Victor Martinez was Boston's starting catcher, but his contract was up after the 2010 season. So too was Jason Varitek's, though he would later sign on for the '11 season, his last before retiring.
With no clear heir to the backstop throne in sight, Varitek and then-bullpen coach Gary Tuck took a special interest in Saltalamacchia's development. Perhaps he could be the guy.
"I think they were going to give me the opportunity to show what I could do," Saltalamacchia said. "They wanted me to be with Tek and Tuck. I think Tuck, he didn't put his job on the line, but he was the main one saying, 'Hey, this kid is good, let's give him a shot and get him over here.'
"I was working with those guys, and that's what they wanted me to do. That's why they sent Tuck down in the offseason to work with me. He's put in more time than anybody."
Slowly, Saltalamacchia's pure talent began to reveal itself. His power came out immediately. He hit 41 homers between the 2011 and '12 seasons, though he was never the everyday catcher.
Given the opportunity in 2013, Saltalamacchia's production erupted. His pitch recognition improved, and he raised his average from .222 to .273; his OPS from .742 to .804; and his doubles from 17 to 40, which set the new Red Sox record for doubles by a catcher.
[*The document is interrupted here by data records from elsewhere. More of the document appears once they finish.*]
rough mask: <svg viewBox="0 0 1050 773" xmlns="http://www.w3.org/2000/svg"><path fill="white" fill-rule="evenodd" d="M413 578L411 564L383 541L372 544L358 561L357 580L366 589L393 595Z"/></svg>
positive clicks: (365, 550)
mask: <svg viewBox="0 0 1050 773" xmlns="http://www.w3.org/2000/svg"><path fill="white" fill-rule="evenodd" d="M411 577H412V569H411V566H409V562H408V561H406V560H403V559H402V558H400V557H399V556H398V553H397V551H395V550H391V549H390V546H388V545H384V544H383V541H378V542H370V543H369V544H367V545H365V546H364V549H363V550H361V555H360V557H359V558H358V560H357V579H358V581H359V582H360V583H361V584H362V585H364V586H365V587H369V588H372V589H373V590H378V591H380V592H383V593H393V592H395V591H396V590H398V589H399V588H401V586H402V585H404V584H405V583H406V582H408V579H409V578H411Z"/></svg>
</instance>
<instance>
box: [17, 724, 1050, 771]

He struck out 139 times for the second straight season, and his home runs dipped from 25 to 14, but his WAR (wins above replacement) almost doubled, going from 1.9 in '12 to 3.6 in '13.
"The improvement and the growing phase that Salty went through as an established catcher was pretty special to watch throughout the year," outfielder Jonny Gomes said. "He literally got better in every single aspect of the game."
From the backup's backup -- Gerald Laird, Matt Treanor, Taylor Teagarden and Max Ramirez were all in front of Saltalamacchia on the depth chart at one point in Texas -- to a top-10 Major League catcher, Saltalamacchia enters the 2013 Postseason with one last guaranteed chance to make his mark on the baseball world.
The 28-year-old is a free agent at season's end.
"I think everybody within the industry thought that this was an extremely talented player," Farrell said. "You don't know exactly when all of it's going to come together, what he's had to deal with as a catcher. But it's happening. It's happening at the right time for us."
David Ross, now Saltalamacchia's backup, intercepted him before he could get to his locker following Tuesday's workout. Ross opened his arms and embraced for a big hug.
It is not unusual for Saltalamacchia to be on the other end of these warm gestures.
"I love you, man," Ross said.
Elsewhere in Fenway Park, two pictures capturing two famous hugs can be found. And they would probably be recognized by even the most casual fan.
In both shots, Varitek is hugging the team's closer following the final outs of Boston's most recent World Series victories.
Those were from 2004 and '07.
The Red Sox have a new catcher in 2013. Perhaps even beyond.